L'enfant poussa un soupir qui remua M. Laffont.
—Pauvre petit! dit le père de Blanche, en mettant une caresse aux boucles emmêlées des cheveux blonds.
C'était prendre le cœur de Robert, qui conta tout d'une haleine le peu qu'il savait de l'autrefois, son existence misérable, ses récents bonheurs et sa gratitude pour Blanche. M. Laffont songeait, en l'écoutant, que Dieu venait, selon toute apparence, de placer un devoir sur sa route.
Avant de rentrer à la Riveraine, il alla chez Benoît, le pressa de questions. D'où tenait-il Robert? Quelle était sa famille? L'autre se barricadait avec rage dans l'hospice des Enfants-Trouvés. Une famille, à ceux qu'on ramassait en pareil lieu? M. Laffont insista: Robert se rappelait ses parents, son pays, dépeignait la mer, gardait un souvenir vague, pourtant positif, de choses que le très bas âge ne remarque pas; il n'était donc plus au berceau lorsqu'on le prenait aux Mérilles.

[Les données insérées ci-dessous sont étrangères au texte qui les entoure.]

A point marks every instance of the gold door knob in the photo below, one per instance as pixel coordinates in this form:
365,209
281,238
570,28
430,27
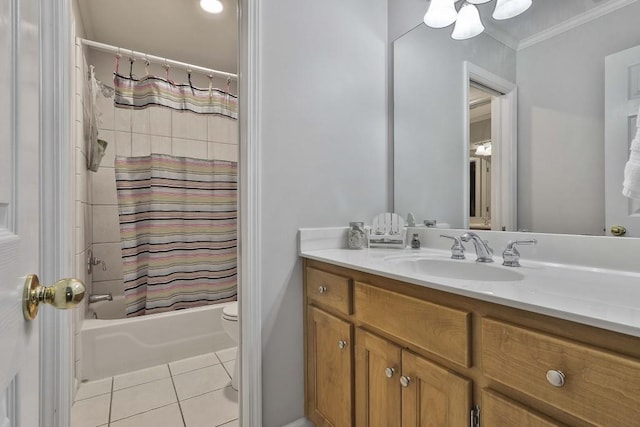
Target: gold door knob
64,294
618,230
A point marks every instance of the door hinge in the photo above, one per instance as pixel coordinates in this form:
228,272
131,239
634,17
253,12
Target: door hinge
475,416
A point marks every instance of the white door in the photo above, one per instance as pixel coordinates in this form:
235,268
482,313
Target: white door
29,397
622,100
19,210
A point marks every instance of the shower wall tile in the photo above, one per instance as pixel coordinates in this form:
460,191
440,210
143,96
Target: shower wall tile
160,121
140,121
110,153
222,129
221,151
140,144
189,148
188,126
123,119
106,228
107,113
111,254
115,287
82,188
104,187
161,144
80,161
123,144
79,135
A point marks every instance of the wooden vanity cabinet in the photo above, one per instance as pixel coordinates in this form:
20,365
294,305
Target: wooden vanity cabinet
500,411
329,369
395,387
381,352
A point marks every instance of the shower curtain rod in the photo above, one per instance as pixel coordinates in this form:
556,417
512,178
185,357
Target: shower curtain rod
157,59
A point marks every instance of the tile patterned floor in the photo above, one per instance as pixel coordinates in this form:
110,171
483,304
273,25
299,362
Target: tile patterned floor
193,392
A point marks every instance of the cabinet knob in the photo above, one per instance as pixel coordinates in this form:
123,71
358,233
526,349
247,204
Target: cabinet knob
556,378
405,381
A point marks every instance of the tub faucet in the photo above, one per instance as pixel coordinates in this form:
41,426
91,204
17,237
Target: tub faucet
100,297
483,252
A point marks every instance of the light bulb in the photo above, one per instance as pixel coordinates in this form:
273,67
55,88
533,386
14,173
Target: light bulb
211,6
468,23
441,13
506,9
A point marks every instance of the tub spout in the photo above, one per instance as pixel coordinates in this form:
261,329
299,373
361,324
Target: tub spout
100,297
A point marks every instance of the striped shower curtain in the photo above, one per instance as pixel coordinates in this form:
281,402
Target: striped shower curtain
178,228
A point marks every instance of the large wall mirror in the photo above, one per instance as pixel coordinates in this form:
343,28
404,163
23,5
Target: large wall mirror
446,132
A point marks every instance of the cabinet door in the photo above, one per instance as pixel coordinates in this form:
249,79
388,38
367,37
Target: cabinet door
378,391
329,369
433,396
499,411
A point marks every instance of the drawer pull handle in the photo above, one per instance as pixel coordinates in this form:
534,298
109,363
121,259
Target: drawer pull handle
556,378
405,381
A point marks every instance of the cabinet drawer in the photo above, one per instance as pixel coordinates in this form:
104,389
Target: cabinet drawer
600,387
435,328
499,411
329,290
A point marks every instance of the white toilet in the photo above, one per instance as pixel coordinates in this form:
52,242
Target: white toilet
230,325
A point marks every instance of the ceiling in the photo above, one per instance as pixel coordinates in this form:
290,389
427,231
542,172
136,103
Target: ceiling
542,15
172,29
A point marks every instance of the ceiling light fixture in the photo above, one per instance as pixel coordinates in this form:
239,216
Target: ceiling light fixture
442,13
468,24
211,6
506,9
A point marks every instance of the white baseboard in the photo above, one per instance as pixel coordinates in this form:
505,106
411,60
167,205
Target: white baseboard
300,422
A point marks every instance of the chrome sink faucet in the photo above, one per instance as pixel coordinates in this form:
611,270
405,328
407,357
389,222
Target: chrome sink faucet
483,252
457,250
511,256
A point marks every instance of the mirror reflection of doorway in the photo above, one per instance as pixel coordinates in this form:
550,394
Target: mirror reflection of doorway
480,147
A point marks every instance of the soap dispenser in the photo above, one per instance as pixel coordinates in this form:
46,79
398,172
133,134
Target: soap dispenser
415,241
357,236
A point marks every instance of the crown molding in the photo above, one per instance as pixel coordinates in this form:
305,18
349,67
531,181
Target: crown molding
576,21
501,36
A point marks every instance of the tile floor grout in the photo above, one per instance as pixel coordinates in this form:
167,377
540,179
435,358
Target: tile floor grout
184,423
195,389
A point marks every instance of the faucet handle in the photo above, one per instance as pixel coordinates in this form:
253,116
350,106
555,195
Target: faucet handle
457,250
511,256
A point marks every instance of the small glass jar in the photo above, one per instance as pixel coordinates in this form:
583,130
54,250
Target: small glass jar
357,237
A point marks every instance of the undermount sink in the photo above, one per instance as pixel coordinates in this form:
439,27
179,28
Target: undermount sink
455,269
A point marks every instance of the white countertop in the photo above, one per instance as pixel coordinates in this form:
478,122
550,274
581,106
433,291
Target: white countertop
608,299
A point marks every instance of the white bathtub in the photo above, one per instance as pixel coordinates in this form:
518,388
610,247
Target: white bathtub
117,345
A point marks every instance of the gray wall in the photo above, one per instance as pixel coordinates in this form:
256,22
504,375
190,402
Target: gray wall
323,145
561,124
428,84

Soutenu par le regard de sa femme qui, derrière l'interlocuteur, faisait des signes impérieux, Benoît s'embrouillait à dessein en des apostrophes contre le pâtre et des dithyrambes à leur gloire personnelle, dont la conclusion la plus nette fut que sa digne moitié et lui représentaient la charité dans ce bas-monde, où Robert incarnait l'ingratitude. L'embarras, la colère, les refus de répondre accrurent chez M. Laffont la certitude d'un mystère intéressant sur la piste duquel il remerciait la berceuse de Schumann de l'avoir mis, que l'attitude bizarre du rustre rendait plus piquant, et qu'il se promit de tirer au clair.
Un formidable geste de menace ponctua sa sortie. Ah! le vagabond parlait, se souvenait, faisait devant les curieux craquer sa peau? on la lui tannerait donc.
—Prends garde! dit la femme. Ta main est lourde. Tu vas le tuer ou l'estropier. Avec l'intonation paisible d'une bonne commerçante soucieuse avant tout des profits de la caisse, elle ajouta: En trouverions-nous un autre pour le remplacer, comme la dernière fois?
Un grognement de bête accueillit l'observation. Benoît détestait qu'on lui ressassât l'histoire: un petit disparu, sans que personne s'en fût douté, un second venant à point et laissant les comptes en règle à l'endroit de l'hospice. Tête d'enfant pour tête d'enfant. Rien ne se ressemble davantage—à distance.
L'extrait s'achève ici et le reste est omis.